Je suis né à la fin des années 50, en 58 pour être exact, dans une ville de province. Une ville rouge, à cette époque. Rouge, comme la couleur des tuiles qui couvraient les toits de ses usines, rouge comme le cœur des ouvriers qui venaient participer à l'enrichissement des patrons du textiles. Ça, c'était avant. Avant que tous ces messieurs qui se concurrençaient farouchement en partageant whiskies et cigares dans leurs clubs très privés décident qu'il était plus facile de gagner de l'argent à l'étranger. Avant que les bonnetiers ferment leurs usines les unes après les autres.
Dans un sens, je pourrais dire que je m'en fous, mes parents ne travaillaient pas dans cette filière.
Non, la vérité, c'est que je ne l'ai pas vraiment connue, cette époque. Pas dans mes premières années, ni même dans mon adolescence, alors que la vie de cette cité était déjà en train de changer. J'avais d'autre chose à penser. J'avais des problèmes d'adolescent.

Mon enfance

Déménagements, déménagements…


À ma naissance, mes parents habitaient quelque part vers la gare. Les seuls souvenirs que j'en ai sont quelques photos jaunies.
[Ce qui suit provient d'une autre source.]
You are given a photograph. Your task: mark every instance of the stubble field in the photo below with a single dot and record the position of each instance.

Je devais avoir dans les deux ans quand ils ont déménagé pour s'installer à C., une commune située à une vingtaine de kilomètres. Mon père venait de trouver une place dans une banque et un appartement juste au-dessus de l'agence. C'est dans ce lieu que ma petite cervelle encore en pleine formation a commencé à emmagasiner des images. Au début, la mécanique n'était pas encore au point, les premières sont assez floues, incomplètes ou parfois se sont mélangées avec d'autres. Elles reflètent la réalité que je me suis bricolé à partir de ces réminiscences de mon passé, mais c'est la seule que j'ai à vous proposer, alors il vous faudra bien vous en contenter.
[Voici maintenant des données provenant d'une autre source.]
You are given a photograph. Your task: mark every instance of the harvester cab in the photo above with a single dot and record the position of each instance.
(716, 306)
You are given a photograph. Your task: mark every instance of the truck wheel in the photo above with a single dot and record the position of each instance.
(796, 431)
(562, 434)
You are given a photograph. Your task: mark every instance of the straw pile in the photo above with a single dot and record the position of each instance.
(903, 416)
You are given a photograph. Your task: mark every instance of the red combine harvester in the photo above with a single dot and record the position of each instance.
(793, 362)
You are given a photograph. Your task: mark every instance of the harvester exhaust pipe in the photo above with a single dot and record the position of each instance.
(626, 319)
En même temps, je ne vais pas vous narrer par le détail toutes les  images qui me reviennent, les sensations, comme cette odeur de café, le soir, quand ma mère moulait les grains pour le jus du lendemain, parce que si j'emprunte cette voie-là, j'en ai pour des années et ça risque de devenir aussi chiant qu'un roman de Marcel Proust. Ça serait du temps perdu. Même si cette odeur de café à pour moi valeur de madeleine.
Néanmoins, il m'est arrivé deux ou trois bricoles, dans cette appartement deux étages au-dessus d'un banque. À cette époque, nous étions deux enfants : ma sœur aînée et moi. Au début, en tout cas. Mon frangin est arrivé en 63. J'ai du mal à situer précisément dans le temps les différents incidents qui ont marqué cette partie de notre enfance, à par un qui s'est produit peu de temps après la naissance de mon frère. Je reviendrai dessus.
Tous les gamins font des conneries, ils partent à la découverte du monde et parfois, ils se prennent des coups. Moi et ma sœur, on a fait notre part. Tout petit, j'ai échappé à la vigilance de ma mère et j'ai mis la main sur la plaque brûlante de la cuisinière bois et charbon. Je suppose que ça a dû me faire mal, mais c'est surtout de l'énorme pansement qui m'enveloppait toute la main dont je me souviens.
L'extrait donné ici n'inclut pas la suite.